Mylotarg (gemtuzumab ozogamicin for injection) should be administered under the supervision of physicians experienced in the treatment of acute leukemia and in facilities equipped to monitor and treat leukemia patients.

There are no controlled trials demonstrating efficacy and safety using Mylotarg (gemtuzumab ozogamicin for injection) in combination with other chemotherapeutic agents. Therefore, Mylotarg (gemtuzumab ozogamicin for injection) should only be used as single agent chemotherapy and not in combination chemotherapy regimens outside clinical trials.

Myelosuppression: Severe myelosuppression will occur in all patients given the recommended dose of this agent. Careful hematologic monitoring is required. Systemic infections should be treated.

Hypersensitivity Reactions Including Anaphylaxis, Infusion Reactions, Pulmonary Events: Mylotarg (gemtuzumab ozogamicin for injection) administration can result in severe hypersensitivity reactions (including anaphylaxis), and other infusion-related reactions which may include severe pulmonary events. Infrequently, hypersensitivity reactions and pulmonary events have been fatal. In most cases, infusion-related symptoms occurred during the infusion or within 24 hours of administration of Mylotarg (gemtuzumab ozogamicin for injection) and resolved.

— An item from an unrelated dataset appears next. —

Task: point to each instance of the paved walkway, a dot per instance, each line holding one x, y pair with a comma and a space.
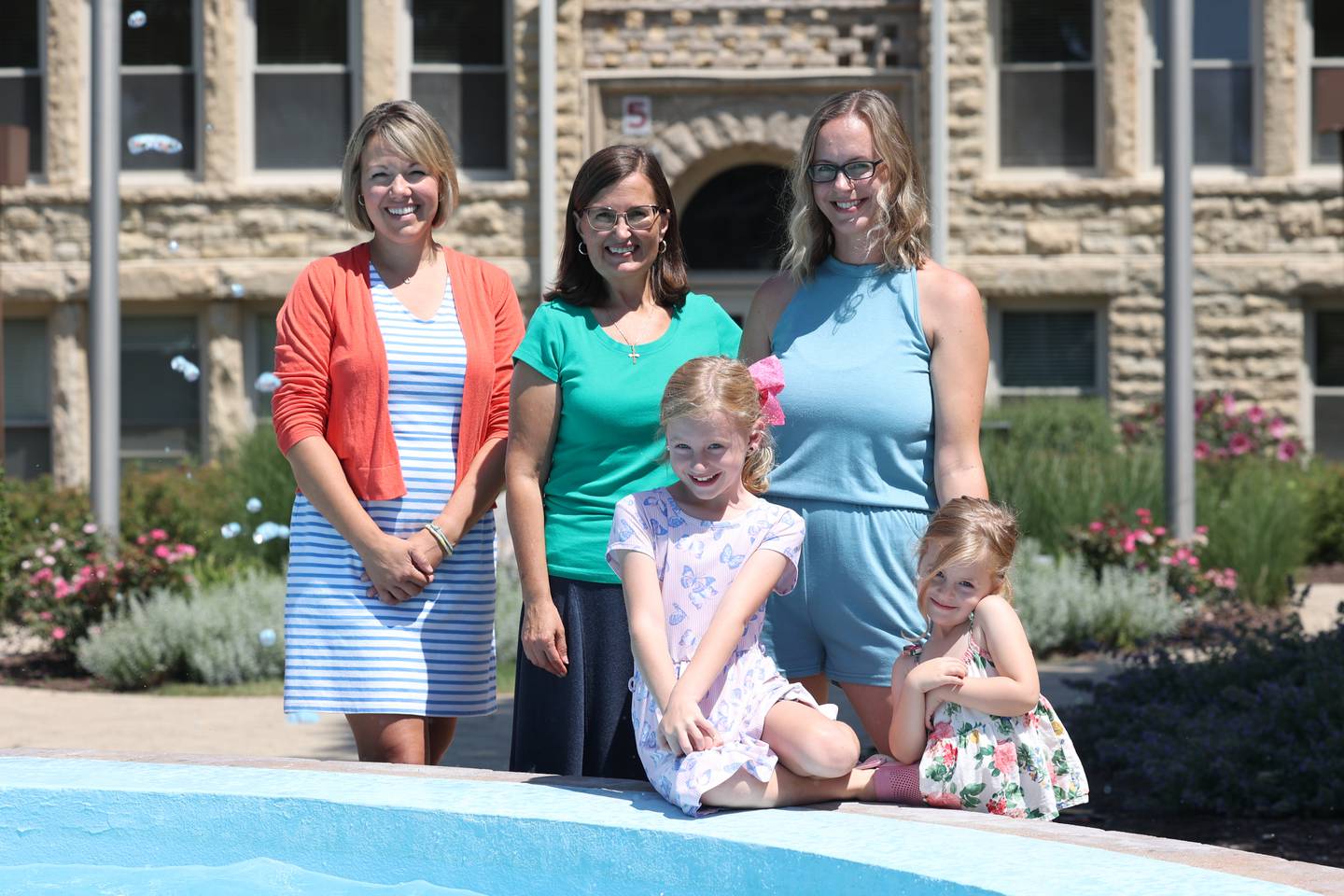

Mylotarg (gemtuzumab ozogamicin for injection) infusion should be interrupted for patients experiencing dyspnea or clinically significant hypotension. Patients should be monitored until signs and symptoms completely resolve. Discontinuation of further Mylotarg (gemtuzumab ozogamicin for injection) treatment should be strongly considered for patients who develop anaphylaxis, pulmonary edema, or acute respiratory distress syndrome. Since patients with high peripheral blast counts may be at greater risk for such reactions, physicians should consider leukoreduction with hydroxyurea or leukapheresis to reduce the peripheral white count to below 30,000/μL prior to administration of Mylotarg (gemtuzumab ozogamicin for injection) .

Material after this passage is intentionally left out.